O próprio Joaquim Barbosa contou à repórter Mônica Bergamo. Encontrou-se, por acaso, com Frei Betto, durante uma palestra numa universidade americana, em 2003. Trocaram cartões. Pouco tempo depois foi chamado para uma sabatina com o ministro Márcio Thomaz Bastos. Passou. Pronto. Lula, que nem o conhecia, o nomeou primeiro ministro negro do STF, confiando nos critérios e no bom senso de Frei Betto e no maior advogado do Brasil.
Dois anos depois, Barbosa comandou o processo apelidado Mensalão, que condenou três figuras exponenciais do partido que o levou à meca do Judiciário: José Dirceu, José Genoíno e João Paulo Cunha.
As provas condenatórias eram ridículas. Contra Dirceu, Barbosa alegou "domínio do fato", aquele conceito alemão segundo o qual se o cara é o chefe ele é o culpado de tudo. Genoíno, preso por ter assinado um documento sem ler, foi preso e mais tarde absolvido, depois de ser exposto à humilhação e execração públicas. João Paulo foi condenado por uma suposta propina de 50 mil reais.
As brilhantes carreiras políticos dos três foram brutalmente interrompidas. Genoíno está em exílio voluntário em seu país.
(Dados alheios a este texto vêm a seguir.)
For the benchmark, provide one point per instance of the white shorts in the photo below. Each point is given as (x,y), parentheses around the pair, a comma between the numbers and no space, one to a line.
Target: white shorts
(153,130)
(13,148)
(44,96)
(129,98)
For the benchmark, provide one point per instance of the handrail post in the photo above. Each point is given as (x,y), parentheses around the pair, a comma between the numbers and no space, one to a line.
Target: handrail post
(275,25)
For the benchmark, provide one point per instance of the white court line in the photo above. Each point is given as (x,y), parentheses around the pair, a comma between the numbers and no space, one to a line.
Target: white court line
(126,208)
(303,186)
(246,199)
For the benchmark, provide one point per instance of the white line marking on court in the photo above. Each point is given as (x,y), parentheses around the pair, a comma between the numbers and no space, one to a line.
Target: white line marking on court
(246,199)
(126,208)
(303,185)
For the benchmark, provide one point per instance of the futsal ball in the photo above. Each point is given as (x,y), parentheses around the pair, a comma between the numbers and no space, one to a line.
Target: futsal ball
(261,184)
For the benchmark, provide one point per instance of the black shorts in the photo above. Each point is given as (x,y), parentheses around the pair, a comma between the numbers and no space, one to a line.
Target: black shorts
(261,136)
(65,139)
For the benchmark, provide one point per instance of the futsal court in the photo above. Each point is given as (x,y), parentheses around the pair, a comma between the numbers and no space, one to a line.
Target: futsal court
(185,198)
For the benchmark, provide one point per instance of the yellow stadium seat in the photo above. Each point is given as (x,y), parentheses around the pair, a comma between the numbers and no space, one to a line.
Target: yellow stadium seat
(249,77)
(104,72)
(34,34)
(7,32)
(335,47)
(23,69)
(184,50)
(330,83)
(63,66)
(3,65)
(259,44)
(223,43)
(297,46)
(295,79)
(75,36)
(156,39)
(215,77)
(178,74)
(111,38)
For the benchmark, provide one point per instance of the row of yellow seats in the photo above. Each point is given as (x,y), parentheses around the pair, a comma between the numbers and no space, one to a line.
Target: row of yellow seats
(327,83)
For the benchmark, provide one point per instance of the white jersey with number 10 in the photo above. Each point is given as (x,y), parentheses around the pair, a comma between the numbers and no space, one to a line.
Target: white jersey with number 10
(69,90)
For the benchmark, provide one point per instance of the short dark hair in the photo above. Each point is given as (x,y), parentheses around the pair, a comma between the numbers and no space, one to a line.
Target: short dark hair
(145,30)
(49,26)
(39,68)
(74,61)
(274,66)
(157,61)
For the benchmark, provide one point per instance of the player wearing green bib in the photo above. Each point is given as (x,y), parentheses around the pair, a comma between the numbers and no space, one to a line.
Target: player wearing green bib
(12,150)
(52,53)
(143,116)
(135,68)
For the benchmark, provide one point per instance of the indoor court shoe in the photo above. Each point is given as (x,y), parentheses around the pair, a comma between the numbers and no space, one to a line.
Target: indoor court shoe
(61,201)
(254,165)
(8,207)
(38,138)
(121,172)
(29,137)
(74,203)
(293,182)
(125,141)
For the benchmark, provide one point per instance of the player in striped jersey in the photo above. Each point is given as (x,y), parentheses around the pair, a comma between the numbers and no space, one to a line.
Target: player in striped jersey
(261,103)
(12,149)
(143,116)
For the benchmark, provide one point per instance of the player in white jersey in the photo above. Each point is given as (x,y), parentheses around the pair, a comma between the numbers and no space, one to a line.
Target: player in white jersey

De João Paulo não se ouve falar. Dirceu vive sob a espada de Dâmocles de uma nova ordem de prisão.
O principal delator do Mensalão, deputado Roberto Jefferson, que assumiu ter recebido ilegalmente ao menos 4 milhões de reais, corrupto confesso, portanto, passou uma breve temporada na cadeia, saiu e continua na política e no comando do PTB, dando as cartas no governo Temer, fazendo sabe-se lá o que nos bastidores dos ministérios.
Com essas credenciais, as de um juiz que destruiu inocentes, mas deixou livre para agir o verdadeiro corrupto, Barbosa pretende pedir votos à plateia aturdida, na esperança de que tenha esquecido o que ele fez na década passada.
Barbosa premiou Jefferson quando nem vigorava a lei da delação premiada. (Por Alex Solnik, no 247)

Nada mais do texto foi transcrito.